You are in a pitch black cave so dark you can't see your hand in front of your face. You stumble about, unable to find your bearings. Before the lights went out, you saw a cavern, a meandering walkway with rocks littering the path, leading to another cave. You listen for a voice, a laugh, a we're only kidding jest, but hear nothing. Where are you now? Are you alone? Or are there other people lost in the dark same as you.
You stand in place and wait. Should you turn around and seek the light? You remember a door, but you don't have any idea where it is anymore. You were shoved through a door into the cavern before the door shut, blocking out the light, sight, sound. What is on the other other side of the cavern? Where are you going? Do you know?
They said they were giving you a test to see, ha ha, your full potential. What did any of this have to do with being a team player or a lone wolf. What did any of this have to do with being management material? What were they expecting? For you to stand there silently and wait, or yell for help; stumble and fall, or march through the dark, like a stupid idiot, going in circles.
You hate tests. Always had. They never revealed the true you. Didn't test your real knowledge, just the fake, the regurgitated lessons of the past. Whether you made it through or not, you decided you were through; with her, with them, with the whole endeavor. It wasn't worth it.
Do you dare move into the dark? Stumble about in the dark, hands out stretched, eyes squinched tight against the heavy weight. You breath deep and take a step, your foot sliding an inch, then another, until you reach the zenith of your stride. You feel like Frankenstein, stiff legged, stiff armed, lurching forward in the dark. You continue to shuffle forward, feeling your way with your feet and your hands. Your whole body aware, seeking the path, seeking the way forward.
You slide your feet forward again, a little faster this time, one after another. How far have you gone? How long has it been?
Silence descends and nothing reaches your ears except for the slide of your shoes. Nothing in the cave except you and the dark. The whoosh of your shoe as it swings in an arc, testing out the width of the trail. You swing your arms to no avail.
The split second of light at the beginning, a flash of the trail, not concrete, but gravel leading off into the distance remains in your mind's eye. You blink open your eyes and wait for them to adjust, imagining people in the dark; observing, listening, taking notes, grading your progress. Damn them.
Another foot forward, the rasp of your own breath, another inch. Are you getting closer? How far have you gone? Inch by inch, breath by breath, how much time has passed?
Your foot encounters something in the dark, in the path. You reach out and run your hands over the object. A chair? What would happen if you sat down? If you waited, if you rested? Would you fail? You grip the chair and fling it as hard as you can forward and listen to it clatter and slither along the trail, until it comes to a stop. Lost in the dark.
An hour passed, you think, before you encounter another obstacle in your path. The damn chair again, upright, and waiting for you to sit down and rest. How the Hell did they do that?
You huff out a laugh which echoes around you. You hoot like an owl and listen as echolocation tell you you're in the middle of a chamber, the sound circling around you. You throw the chair, harder this time, and are rewarded with a thump as it lands against a wall.
Tempted to rush forward, you restrain yourself. Whoosh, slide, step, whoosh slide, and step, again and again until you feel the brush of air flow past you. A bat? A bird? A fan? Or maybe a door opening.
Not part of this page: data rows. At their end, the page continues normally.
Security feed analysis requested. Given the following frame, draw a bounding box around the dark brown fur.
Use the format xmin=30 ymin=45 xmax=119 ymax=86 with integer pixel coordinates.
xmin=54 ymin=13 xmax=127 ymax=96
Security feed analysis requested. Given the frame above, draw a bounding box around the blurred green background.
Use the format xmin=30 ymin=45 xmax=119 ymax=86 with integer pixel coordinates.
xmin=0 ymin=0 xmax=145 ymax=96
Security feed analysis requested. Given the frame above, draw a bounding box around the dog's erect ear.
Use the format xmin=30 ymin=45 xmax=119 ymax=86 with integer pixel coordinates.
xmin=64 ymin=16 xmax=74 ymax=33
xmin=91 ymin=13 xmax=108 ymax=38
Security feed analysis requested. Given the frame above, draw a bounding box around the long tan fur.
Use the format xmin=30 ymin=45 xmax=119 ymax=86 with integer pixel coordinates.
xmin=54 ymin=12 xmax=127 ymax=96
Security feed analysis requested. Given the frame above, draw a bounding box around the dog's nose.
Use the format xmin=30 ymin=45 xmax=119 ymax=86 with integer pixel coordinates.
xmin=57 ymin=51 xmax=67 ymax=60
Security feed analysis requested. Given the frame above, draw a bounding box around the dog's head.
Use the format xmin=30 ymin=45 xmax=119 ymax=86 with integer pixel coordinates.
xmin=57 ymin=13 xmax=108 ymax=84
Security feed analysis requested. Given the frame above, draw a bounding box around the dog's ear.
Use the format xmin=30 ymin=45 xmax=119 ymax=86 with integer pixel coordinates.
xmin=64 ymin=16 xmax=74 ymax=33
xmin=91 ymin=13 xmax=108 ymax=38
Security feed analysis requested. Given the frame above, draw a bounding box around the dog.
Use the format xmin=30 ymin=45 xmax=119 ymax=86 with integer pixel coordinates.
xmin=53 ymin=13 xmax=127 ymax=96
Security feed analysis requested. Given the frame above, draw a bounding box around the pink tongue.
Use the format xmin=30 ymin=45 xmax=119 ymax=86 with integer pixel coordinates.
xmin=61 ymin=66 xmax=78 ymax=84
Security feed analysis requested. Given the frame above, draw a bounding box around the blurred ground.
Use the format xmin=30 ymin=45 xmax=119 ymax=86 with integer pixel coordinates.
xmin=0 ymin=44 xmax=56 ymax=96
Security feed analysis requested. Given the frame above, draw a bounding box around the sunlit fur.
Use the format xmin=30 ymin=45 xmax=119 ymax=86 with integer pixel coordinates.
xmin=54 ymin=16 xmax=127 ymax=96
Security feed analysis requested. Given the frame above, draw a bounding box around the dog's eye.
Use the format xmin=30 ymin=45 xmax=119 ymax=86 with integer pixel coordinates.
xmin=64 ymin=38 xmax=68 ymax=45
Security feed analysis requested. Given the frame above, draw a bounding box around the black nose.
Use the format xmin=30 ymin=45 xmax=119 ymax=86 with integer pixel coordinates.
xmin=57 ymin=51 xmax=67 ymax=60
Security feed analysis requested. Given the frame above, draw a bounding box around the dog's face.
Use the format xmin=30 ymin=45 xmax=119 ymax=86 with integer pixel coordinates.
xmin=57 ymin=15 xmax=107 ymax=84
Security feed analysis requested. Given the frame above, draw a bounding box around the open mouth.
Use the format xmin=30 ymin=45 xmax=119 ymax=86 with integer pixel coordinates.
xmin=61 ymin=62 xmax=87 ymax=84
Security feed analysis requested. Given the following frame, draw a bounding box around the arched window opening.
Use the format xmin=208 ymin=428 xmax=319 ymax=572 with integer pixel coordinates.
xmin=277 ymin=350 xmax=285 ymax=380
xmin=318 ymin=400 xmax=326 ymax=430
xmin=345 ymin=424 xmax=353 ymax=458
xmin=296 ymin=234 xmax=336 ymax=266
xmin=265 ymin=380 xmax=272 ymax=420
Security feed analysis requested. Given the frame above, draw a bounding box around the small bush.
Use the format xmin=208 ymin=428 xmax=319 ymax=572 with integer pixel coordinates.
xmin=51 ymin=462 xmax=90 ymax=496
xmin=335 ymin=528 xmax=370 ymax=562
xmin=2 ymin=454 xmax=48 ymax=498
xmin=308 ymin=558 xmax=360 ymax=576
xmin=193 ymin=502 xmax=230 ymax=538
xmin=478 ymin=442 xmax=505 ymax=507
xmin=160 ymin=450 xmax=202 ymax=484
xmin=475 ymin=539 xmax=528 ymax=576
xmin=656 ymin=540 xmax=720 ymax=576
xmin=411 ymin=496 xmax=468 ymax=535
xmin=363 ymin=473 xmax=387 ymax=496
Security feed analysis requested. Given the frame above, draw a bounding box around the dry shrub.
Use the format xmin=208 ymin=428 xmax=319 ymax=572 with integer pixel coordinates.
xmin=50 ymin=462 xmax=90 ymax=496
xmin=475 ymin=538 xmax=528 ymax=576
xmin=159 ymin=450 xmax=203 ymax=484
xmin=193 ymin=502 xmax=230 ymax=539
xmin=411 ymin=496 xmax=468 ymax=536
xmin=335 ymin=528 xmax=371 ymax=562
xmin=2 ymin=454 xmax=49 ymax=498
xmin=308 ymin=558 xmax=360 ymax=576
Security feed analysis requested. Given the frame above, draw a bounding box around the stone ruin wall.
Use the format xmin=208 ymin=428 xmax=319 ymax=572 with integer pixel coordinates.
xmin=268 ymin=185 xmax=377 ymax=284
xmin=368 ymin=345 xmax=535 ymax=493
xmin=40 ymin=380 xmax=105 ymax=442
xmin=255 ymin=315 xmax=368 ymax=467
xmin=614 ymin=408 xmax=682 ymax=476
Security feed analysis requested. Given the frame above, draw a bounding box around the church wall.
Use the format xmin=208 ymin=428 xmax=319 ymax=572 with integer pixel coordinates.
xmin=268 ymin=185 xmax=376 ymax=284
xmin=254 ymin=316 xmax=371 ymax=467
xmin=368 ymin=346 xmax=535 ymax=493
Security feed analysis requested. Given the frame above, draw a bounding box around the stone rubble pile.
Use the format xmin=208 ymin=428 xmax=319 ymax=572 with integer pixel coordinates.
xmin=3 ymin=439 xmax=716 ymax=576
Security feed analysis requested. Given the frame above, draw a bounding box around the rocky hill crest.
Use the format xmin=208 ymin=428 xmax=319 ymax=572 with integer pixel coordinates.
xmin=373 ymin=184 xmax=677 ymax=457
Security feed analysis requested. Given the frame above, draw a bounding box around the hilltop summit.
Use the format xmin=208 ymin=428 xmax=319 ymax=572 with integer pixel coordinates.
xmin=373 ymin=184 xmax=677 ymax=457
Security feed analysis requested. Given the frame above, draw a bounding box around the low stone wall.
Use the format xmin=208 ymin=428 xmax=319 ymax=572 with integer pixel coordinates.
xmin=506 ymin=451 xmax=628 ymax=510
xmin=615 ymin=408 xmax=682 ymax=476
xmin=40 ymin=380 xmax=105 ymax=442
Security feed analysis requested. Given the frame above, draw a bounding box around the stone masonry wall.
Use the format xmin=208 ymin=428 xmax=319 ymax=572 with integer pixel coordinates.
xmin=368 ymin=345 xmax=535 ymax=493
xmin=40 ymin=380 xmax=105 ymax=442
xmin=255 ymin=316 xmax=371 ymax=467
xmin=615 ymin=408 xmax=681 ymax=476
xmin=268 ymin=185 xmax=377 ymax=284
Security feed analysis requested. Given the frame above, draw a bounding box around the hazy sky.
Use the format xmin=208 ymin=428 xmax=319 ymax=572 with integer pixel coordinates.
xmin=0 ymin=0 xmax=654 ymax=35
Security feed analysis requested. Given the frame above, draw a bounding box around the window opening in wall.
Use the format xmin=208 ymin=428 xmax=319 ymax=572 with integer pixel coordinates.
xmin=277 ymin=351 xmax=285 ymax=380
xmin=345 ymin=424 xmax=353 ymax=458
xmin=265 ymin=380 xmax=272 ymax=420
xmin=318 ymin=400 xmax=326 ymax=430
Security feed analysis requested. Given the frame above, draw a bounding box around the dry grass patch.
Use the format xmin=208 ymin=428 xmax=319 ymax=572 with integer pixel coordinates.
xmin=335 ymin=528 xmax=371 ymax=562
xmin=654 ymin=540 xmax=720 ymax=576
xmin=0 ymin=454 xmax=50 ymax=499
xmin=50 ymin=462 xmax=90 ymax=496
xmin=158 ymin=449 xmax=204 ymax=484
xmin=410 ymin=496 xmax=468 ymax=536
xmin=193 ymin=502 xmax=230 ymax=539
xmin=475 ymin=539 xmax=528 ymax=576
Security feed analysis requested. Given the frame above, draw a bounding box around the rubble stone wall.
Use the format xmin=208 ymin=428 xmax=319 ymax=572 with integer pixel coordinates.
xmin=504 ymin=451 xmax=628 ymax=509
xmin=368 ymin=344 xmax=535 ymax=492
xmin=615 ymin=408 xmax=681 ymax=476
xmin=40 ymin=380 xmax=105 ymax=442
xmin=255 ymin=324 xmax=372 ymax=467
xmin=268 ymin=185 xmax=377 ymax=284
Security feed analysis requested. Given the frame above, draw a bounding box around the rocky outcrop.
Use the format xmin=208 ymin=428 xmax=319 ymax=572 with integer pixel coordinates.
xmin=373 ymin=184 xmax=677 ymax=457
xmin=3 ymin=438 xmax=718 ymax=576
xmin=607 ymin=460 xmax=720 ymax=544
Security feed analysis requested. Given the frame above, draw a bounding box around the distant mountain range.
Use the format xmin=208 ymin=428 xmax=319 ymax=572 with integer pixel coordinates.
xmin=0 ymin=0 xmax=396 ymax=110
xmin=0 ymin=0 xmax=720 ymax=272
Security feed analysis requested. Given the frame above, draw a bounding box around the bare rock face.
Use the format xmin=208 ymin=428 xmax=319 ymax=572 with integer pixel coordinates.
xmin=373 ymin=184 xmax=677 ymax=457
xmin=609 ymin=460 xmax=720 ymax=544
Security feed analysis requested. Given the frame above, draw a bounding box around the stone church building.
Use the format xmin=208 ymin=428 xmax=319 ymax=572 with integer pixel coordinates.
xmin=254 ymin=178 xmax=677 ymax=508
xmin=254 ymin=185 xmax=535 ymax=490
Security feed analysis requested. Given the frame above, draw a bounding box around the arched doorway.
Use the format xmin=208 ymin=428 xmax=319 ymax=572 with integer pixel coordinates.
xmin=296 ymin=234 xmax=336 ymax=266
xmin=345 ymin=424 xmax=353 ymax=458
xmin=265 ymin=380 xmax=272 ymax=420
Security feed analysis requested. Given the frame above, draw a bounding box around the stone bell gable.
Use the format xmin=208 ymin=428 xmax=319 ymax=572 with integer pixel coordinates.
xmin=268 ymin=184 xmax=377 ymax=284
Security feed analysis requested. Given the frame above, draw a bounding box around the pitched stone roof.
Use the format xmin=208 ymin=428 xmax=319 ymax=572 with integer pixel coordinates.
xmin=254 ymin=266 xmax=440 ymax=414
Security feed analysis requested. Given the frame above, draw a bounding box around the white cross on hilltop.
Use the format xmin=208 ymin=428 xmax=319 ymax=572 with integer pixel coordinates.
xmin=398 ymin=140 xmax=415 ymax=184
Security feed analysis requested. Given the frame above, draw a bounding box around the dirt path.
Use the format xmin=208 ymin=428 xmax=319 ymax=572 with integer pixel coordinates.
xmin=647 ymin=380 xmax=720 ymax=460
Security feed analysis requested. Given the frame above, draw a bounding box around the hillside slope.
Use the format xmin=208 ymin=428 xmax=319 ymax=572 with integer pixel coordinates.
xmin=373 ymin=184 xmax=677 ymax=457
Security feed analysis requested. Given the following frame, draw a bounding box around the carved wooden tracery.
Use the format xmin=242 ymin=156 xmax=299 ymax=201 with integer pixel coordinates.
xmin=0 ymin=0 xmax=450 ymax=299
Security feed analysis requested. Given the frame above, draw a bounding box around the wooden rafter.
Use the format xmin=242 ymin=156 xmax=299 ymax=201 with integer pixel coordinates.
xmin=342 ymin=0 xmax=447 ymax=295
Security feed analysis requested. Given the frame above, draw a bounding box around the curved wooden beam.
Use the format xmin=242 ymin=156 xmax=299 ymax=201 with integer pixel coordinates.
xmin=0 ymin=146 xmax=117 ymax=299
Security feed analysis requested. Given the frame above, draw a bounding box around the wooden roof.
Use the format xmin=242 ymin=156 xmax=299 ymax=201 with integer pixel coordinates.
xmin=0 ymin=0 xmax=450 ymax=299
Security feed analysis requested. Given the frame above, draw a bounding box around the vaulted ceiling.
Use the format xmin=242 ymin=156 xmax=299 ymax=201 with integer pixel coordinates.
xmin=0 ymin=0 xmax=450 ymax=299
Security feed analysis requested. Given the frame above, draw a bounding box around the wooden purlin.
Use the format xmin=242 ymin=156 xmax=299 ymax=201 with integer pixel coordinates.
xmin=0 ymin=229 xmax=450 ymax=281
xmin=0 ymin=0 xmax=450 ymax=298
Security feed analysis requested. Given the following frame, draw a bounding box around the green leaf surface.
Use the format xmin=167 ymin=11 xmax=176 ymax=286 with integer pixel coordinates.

You listen, hearing nothing, the oppressive dark unrelenting, your legs quivering from fatigue, and push forward until your hands hit a hard rock wall right in front of you. You lean forward and rest your head against the rocks, resting for just one moment. Is this the end or another chair, another barrier?
You run your hands over the wall searching for a doorknob, a latch, a hole, even a button to push. What feels like interminable minutes pass before you find an outline of a square.
You push it and wait and wait and wait and wait.
You swear and punch the damn wall, slide down to sit. For just a minute. You are so damned tire, but you need a minute to rest, to regroup. It's another obstacle, no more than that.
You climb to your feet and resume running your hands along the rocky wall. Five feet to the left and find large rocks blocking the way. Back to the middle, then five feet more to the right. You encounter a blank spot. You press forward through an opening, hands sliding against the wall, foot carving an arc, until you hit wood. A door. An actual door with a handle. You turn the knob and the door squeaks open to a sea of black.
Sighing, you power onward and find, another chair. This time you sit and wait, close your eyes, and listen.
A murmur of voices, laughter, music, comes from your right, in the distance. Are the jackasses having a party while they wait?
You open your eyes and see a tiny light far, far away. A figment of your imagination, or the real deal. An open door? An exit? The end?
You rise and trusting nothing else will block your past, you stride with confidence forward into the light.